A friend who is pregnant for the first time recently texted me: I’m learning there is such a thing as TOO much data.

The more things change, the more they stay the same

Unlike for previous generations, when I have a parenting question, I have multiple sources at the ready. I’ll spend some time Googling, and maybe consult an online academic journal or two. I’ll take a look at social media, text some parent friends, and call our pediatrician. I might even try ChatGPT.

But often, I’ll return to a familiar source: my own parents. They’ll have practical advice, ideas, and years of experience to draw upon, but they’ll also have something else—a reminder that, no matter how much information we have at our disposal, maybe we’re all just winging it sometimes.

And that’s okay.

If you’ve seen or spoken to me at any time in the last month, I have most certainly told you about “wonky winding” with far too much enthusiasm. My apologies. If you haven’t seen or spoken to me, sure! I’d love to explain it! Thanks for asking! Apparently, the anatomy of the stomach and esophagus is such that putting your baby on a diagonal, so it leans to its left side (over your right shoulder) results in more effective burping. These are the things I get excited about these days.

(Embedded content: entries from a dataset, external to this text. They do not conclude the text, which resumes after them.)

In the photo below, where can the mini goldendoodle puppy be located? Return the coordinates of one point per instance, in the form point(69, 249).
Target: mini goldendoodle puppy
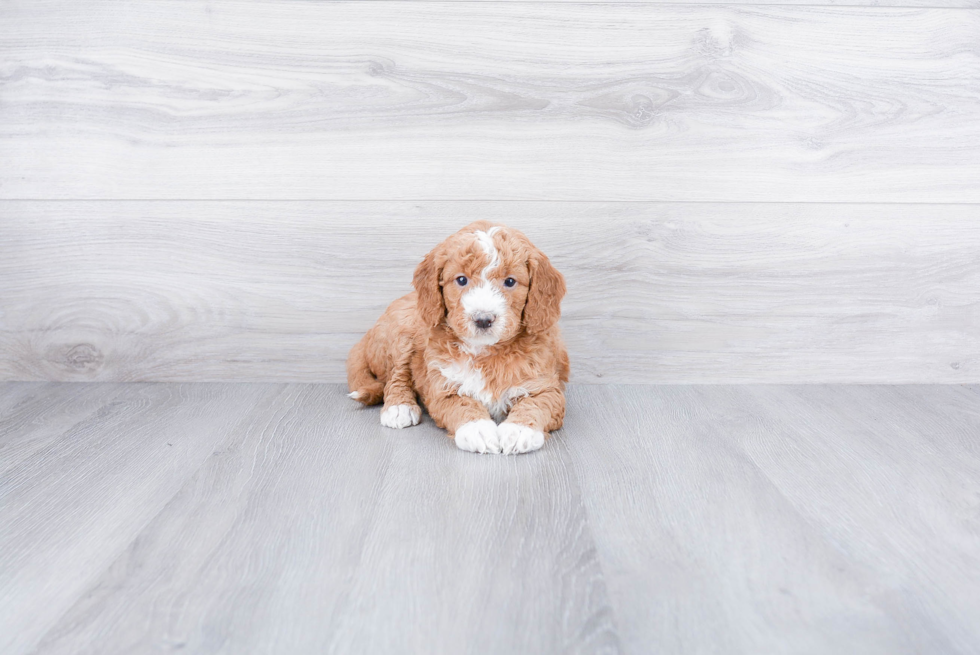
point(477, 342)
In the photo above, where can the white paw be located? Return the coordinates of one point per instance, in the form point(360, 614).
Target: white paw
point(516, 438)
point(401, 416)
point(478, 437)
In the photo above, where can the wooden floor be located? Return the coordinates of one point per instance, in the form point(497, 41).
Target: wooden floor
point(259, 518)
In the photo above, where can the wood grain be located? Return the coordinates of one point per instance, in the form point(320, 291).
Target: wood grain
point(230, 518)
point(658, 292)
point(313, 529)
point(76, 504)
point(417, 100)
point(777, 519)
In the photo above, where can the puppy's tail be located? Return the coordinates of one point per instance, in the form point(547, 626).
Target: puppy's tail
point(364, 387)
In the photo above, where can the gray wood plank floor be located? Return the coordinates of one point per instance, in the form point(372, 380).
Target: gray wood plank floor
point(238, 518)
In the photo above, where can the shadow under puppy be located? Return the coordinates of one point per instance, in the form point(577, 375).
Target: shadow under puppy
point(477, 342)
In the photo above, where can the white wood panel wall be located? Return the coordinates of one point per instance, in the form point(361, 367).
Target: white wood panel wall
point(234, 190)
point(679, 292)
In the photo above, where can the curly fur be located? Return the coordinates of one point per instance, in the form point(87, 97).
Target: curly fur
point(429, 346)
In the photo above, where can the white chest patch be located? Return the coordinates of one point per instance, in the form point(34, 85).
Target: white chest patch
point(467, 380)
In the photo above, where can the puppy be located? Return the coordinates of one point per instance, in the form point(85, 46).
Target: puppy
point(477, 342)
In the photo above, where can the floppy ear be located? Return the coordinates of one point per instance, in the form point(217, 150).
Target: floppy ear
point(546, 289)
point(431, 307)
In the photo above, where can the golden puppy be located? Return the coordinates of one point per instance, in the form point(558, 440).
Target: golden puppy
point(477, 342)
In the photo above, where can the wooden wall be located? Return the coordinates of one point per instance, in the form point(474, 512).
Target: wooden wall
point(196, 190)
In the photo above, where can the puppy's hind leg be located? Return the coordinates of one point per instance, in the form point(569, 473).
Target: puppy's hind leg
point(401, 409)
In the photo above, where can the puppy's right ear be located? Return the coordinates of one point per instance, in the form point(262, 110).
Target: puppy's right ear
point(431, 306)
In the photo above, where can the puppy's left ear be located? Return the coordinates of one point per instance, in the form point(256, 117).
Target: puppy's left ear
point(431, 306)
point(545, 291)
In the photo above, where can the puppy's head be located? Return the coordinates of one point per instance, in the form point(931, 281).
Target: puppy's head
point(488, 283)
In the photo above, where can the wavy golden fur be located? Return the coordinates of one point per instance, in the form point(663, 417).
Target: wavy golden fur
point(477, 340)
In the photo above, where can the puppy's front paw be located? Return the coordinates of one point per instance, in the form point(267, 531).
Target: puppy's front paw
point(516, 438)
point(401, 416)
point(478, 437)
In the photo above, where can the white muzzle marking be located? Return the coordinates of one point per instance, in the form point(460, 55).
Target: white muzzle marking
point(486, 301)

I have not done a deep dive on the research on infant massage, but the AAP suggests it can have a“calming, organizing effect” on a baby’s nervous system and may promote sleep! I do not know how people find time to actually do this with their babies, but I do highly recommend searching YouTube for “infant massage” for an instant mood boost.

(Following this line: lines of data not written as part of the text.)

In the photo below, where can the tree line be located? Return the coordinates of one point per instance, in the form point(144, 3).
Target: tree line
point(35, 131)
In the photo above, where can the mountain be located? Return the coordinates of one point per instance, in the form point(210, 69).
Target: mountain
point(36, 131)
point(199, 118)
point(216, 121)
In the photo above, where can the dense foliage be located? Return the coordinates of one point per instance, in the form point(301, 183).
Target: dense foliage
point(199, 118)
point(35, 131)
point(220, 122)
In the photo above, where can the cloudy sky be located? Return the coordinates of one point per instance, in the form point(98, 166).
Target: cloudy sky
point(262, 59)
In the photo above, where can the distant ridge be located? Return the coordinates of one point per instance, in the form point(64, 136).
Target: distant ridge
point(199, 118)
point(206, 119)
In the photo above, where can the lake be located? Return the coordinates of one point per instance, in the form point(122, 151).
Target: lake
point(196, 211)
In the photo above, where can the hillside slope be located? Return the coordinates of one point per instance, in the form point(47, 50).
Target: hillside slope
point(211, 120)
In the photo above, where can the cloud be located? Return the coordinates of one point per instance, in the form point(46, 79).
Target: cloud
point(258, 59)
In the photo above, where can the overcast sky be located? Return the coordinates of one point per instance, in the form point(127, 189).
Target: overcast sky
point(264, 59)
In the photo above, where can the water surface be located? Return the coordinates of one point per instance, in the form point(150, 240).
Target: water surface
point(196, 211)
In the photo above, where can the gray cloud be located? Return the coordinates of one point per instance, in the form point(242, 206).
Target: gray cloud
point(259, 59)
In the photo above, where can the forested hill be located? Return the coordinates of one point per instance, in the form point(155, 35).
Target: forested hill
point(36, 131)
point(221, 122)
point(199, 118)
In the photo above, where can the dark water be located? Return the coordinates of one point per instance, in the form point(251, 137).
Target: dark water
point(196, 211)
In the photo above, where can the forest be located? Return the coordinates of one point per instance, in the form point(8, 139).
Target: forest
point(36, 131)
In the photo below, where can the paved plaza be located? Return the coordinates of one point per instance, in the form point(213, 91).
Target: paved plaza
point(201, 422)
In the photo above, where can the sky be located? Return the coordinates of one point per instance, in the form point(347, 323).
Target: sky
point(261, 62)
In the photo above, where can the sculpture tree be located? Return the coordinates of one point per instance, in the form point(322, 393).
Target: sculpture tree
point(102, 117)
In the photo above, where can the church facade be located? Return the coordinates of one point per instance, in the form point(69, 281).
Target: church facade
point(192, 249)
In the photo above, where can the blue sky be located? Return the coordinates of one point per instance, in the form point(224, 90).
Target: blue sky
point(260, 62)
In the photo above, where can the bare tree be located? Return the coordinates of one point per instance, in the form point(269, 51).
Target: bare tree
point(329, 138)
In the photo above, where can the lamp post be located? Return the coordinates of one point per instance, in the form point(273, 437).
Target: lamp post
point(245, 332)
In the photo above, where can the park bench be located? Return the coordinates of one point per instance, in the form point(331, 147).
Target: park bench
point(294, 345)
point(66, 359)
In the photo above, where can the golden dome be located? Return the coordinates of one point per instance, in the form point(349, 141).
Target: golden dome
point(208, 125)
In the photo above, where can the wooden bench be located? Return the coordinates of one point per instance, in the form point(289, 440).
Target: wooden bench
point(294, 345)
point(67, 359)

When the previous version of this post was published with that whole “dad throwing furniture in the fireplace” reference, I mentioned I was still unsure of the story—something about a forgotten heating bill, a very cold winter, and some excess wooden furniture in their college apartment? My dad has since clarified that, yes, there was burning of furniture for warmth, but that—and he wanted to emphasize this—it was his roommates, not him, who did it. If you’re one of my dad’s college roommates and you happen to be reading this, please reach out with more information.

I say my siblings and I have grown into “generally well-adjusted adults” because, I mean, let’s not get ahead of ourselves. My brother’s Christmas present to every member of the family last year, for example, was a pair of violet purple crocs. At the time, we laughed at the absurdity. Now, at least 50% of us are wearing said crocs on a daily basis. My toddler and I often go out—in public—in our matching pairs. Anyway, we’re all doing fine! Totally fine. November 2023 Update: I’m still wearing the crocs. No plans to stop anytime soon.

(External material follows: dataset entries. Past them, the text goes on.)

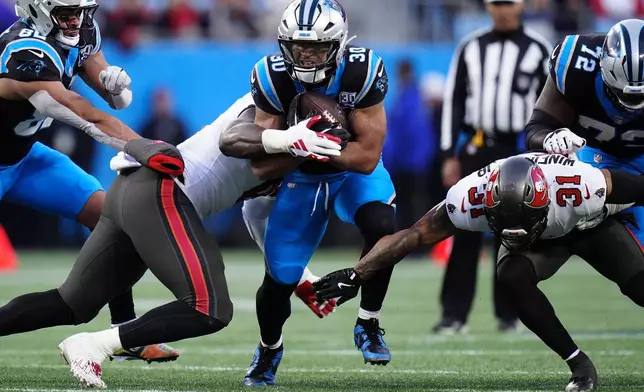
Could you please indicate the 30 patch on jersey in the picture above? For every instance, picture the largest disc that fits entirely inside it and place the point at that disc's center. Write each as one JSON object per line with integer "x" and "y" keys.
{"x": 347, "y": 100}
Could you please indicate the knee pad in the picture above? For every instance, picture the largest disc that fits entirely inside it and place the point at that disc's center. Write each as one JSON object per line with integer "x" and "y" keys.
{"x": 634, "y": 288}
{"x": 376, "y": 220}
{"x": 273, "y": 289}
{"x": 516, "y": 271}
{"x": 286, "y": 274}
{"x": 83, "y": 310}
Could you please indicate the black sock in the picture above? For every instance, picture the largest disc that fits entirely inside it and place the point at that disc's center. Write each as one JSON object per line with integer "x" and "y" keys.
{"x": 535, "y": 311}
{"x": 374, "y": 291}
{"x": 375, "y": 220}
{"x": 122, "y": 308}
{"x": 582, "y": 366}
{"x": 34, "y": 311}
{"x": 273, "y": 303}
{"x": 168, "y": 323}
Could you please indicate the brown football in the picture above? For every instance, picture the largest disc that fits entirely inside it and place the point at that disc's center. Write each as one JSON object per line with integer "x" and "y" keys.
{"x": 334, "y": 120}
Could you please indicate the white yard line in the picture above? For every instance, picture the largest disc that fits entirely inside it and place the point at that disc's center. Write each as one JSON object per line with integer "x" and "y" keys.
{"x": 286, "y": 369}
{"x": 429, "y": 352}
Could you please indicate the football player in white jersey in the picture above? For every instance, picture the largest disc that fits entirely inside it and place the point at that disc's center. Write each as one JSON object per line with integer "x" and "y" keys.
{"x": 544, "y": 208}
{"x": 153, "y": 221}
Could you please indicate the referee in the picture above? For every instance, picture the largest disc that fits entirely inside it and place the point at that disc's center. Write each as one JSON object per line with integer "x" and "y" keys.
{"x": 494, "y": 80}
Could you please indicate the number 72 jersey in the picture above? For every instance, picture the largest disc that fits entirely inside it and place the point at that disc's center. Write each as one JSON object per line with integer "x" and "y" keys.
{"x": 574, "y": 67}
{"x": 28, "y": 56}
{"x": 577, "y": 194}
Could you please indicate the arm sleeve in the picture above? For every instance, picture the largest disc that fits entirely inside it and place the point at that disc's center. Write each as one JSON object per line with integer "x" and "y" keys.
{"x": 560, "y": 61}
{"x": 31, "y": 66}
{"x": 454, "y": 102}
{"x": 263, "y": 91}
{"x": 378, "y": 87}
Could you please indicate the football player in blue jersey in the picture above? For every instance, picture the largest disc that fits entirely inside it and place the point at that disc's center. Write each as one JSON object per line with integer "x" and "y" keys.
{"x": 41, "y": 54}
{"x": 315, "y": 56}
{"x": 593, "y": 105}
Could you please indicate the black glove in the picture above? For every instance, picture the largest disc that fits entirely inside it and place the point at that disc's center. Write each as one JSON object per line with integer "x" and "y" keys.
{"x": 157, "y": 155}
{"x": 342, "y": 284}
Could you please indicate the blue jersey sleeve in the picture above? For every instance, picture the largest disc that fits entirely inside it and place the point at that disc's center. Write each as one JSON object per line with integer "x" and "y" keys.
{"x": 263, "y": 89}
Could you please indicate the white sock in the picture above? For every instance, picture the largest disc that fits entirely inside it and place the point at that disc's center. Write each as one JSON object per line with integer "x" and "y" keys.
{"x": 272, "y": 346}
{"x": 109, "y": 339}
{"x": 573, "y": 355}
{"x": 307, "y": 275}
{"x": 368, "y": 315}
{"x": 119, "y": 324}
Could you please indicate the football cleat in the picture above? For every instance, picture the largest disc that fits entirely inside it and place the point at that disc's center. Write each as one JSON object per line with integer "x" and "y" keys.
{"x": 584, "y": 374}
{"x": 368, "y": 337}
{"x": 152, "y": 353}
{"x": 581, "y": 384}
{"x": 305, "y": 292}
{"x": 449, "y": 326}
{"x": 84, "y": 357}
{"x": 264, "y": 366}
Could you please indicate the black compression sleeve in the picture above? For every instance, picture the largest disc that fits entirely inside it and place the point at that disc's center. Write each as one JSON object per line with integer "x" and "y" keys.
{"x": 539, "y": 126}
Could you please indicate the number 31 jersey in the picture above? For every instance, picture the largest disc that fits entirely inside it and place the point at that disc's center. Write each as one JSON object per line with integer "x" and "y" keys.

But really: what did you do when you had a parenting question and couldn’t Google “how many Cheddar Bunnies is too many for toddler?” or “toddler ate Play-Doh – dangerous?”

Where did this idea that saying “good job” is harmful come from?! Google, of course, has informed me that the phrase could “manipulate” kids into completing a task, or might turn kids into “praise junkies.” I am aware of no research to support this. Also, Praise Junkies would have been a great name for 90s punk band.